The Japanese stock market is trading sharply lower on Monday, reversing the gains in the previous session, following the broadly negative cues from Wall Street on Friday, with the Nikkei 225 falling below the 50,100 level, with weakness in exporters and technology stocks partially offset by gaining in automakers and financial stocks.
The benchmark Nikkei 225 Index closed the morning session at 50,092.10, down 744.45 points or 1.46 percent, after hitting a low of 50,061.42 earlier. Japanese shares ended sharply higher on Friday.
Market heavyweight SoftBank Group is tumbling more than 6 percent, while Uniqlo operator Fast Retailing is edging up 0.4 percent. Among automakers, Honda is edging up 0.2 percent and Toyota is also edging up 0.3 percent.
In the tech space, Advantest is tumbling almost 6 percent, Screen Holdings is losing more than 1 percent and Tokyo Electron is edging down 0.4 percent.
In the banking sector, Sumitomo Mitsui Financial is gaining more than 1 percent, Mitsubishi UFJ Financial is adding almost 1 percent and Mizuho Financial is advancing almost 2 percent.
The major exporters are mostly lower. Mitsubishi Electric is losing almost 1 percent, Panasonic is declining 1.5 percent and Sony is edging down 0.4 percent, while Canon is edging up 0.2 percent.
Among the other major losers, Japan Steel Works is tumbling almost 6 percent, while Ibiden and Socionext are declining more than 4 percent each. Nippon Steel is down almost 4 percent, while Fujikura, TDK, Sumitomo Metal Mining and Murata Manufacturing are losing more than 3 percent each. SMC, Sumco, Furukawa Electric, Hitachi and Ebara are slipping almost 3 percent each.
Conversely, Aeon is surging almost 6 percent and Sumitomo Pharma is advancing almost 4 percent, while East Japan Railway, Japan Exchange Group, Daiichi Sankyo, Astellas Pharma and Mercari are gaining more than 3 percent each. Nissan Motor is adding almost 3 percent.
In economic news, large manufacturing in Japan accelerated slightly in the fourth quarter of 2025, the Bank of Japan's quarterly Tankan Survey of business sentiment showed on Wednesday with a diffusion index score of +15. That was in line with forecasts and was up from +14 in the previous three months. The outlook also came in at +15, matching forecasts and up from +12 in the previous quarter.
The large non-manufacturers index came in at +34, beating forecasts for +33 and unchanged from Q2. The outlook was steady at +28. The small manufacturing index jumped to +6 from +1, while the outlook rose to +2 from -1.

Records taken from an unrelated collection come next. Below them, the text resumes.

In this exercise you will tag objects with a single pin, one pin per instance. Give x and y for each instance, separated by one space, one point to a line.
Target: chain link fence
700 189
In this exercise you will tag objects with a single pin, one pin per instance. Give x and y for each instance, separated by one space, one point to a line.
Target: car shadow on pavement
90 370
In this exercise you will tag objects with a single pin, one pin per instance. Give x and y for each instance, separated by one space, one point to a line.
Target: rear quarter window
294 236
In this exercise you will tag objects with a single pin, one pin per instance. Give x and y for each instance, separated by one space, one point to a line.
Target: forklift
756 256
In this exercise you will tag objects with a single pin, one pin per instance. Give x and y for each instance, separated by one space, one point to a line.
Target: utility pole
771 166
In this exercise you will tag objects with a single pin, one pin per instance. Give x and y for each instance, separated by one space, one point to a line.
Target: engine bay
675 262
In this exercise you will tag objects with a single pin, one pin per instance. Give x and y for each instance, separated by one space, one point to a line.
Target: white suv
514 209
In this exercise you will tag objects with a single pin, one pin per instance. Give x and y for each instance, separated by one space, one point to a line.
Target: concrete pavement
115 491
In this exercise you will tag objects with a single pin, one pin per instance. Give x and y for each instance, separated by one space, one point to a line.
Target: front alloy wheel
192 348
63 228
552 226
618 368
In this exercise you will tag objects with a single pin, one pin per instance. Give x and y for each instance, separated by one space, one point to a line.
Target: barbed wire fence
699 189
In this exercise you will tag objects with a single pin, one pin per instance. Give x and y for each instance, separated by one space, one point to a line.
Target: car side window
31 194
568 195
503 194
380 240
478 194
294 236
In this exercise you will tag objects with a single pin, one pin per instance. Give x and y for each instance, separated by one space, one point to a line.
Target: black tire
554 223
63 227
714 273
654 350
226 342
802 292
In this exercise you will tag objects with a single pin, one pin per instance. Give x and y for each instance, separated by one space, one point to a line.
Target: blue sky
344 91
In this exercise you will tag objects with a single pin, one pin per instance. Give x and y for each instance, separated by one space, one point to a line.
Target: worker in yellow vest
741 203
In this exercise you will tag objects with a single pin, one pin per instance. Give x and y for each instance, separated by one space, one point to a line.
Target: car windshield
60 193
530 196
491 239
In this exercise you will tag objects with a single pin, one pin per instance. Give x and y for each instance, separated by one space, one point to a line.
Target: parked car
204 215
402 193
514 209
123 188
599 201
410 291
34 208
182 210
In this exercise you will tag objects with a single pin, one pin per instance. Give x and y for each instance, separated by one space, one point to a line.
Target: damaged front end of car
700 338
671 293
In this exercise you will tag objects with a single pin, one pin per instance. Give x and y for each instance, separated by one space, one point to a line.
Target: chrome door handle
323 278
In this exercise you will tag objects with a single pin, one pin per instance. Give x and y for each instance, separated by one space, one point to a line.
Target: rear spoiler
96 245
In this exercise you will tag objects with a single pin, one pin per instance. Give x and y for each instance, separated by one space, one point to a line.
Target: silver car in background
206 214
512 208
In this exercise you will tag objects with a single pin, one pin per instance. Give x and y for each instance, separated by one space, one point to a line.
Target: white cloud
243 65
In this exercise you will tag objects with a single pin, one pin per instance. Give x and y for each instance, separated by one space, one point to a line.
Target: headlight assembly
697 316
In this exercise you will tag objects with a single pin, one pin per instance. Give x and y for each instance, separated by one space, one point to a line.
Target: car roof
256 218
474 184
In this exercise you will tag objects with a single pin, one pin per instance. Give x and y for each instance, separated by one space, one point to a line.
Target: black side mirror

The small non-manufacturing index ticked up to +15 from +14, while the outlook was steady at +10. Large industry capex is seen higher by 12.6 percent, up from 12.5 percent in Q3. Small industry capex was up 0.1 percent after sinking 2.3 percent in the three months prior.
In the currency market, the U.S. dollar is trading in the higher 155 yen-range on Monday.
Elsewhere in Asia, South Korea and Taiwan are down 1.4 and 1.1 percent, respectively. New Zealand, China, Hong Kong and Singapore are lower by between 0.1 and 0.9 percent each. Malaysia and Indonesia are up 0.2 and 0.1 percent, respectively.
On Wall Street, stocks showed a significant move to the downside during trading on Friday following the mixed performance seen during Thursday's session. The major averages all moved lower, with the tech-heavy Nasdaq showing a particularly steep drop.
The major averages ended the day off their worst levels of the session but still in negative territory. The Nasdaq plunged 398.69 points or 1.7 percent to 23,195.17 and the S&P 500 tumbled 73.59 points or 1.1 percent to 6,827.41.
The major European markets also moved to the downside over the course of the session. While the French CAC 40 Index dipped by 0.2 percent, the German DAX Index and the U.K.'s FTSE 100 Index fell by 0.5 percent and 0.6 percent, respectively.
Crude oil prices weakened on Friday as traders kept an eye on the latest developments in the ongoing Russia-Ukraine conflict and escalating tensions between the U.S. and Venezuela. West Texas Intermediate crude for January delivery fell $0.20 or 0.4 percent at $57.40 per barrel.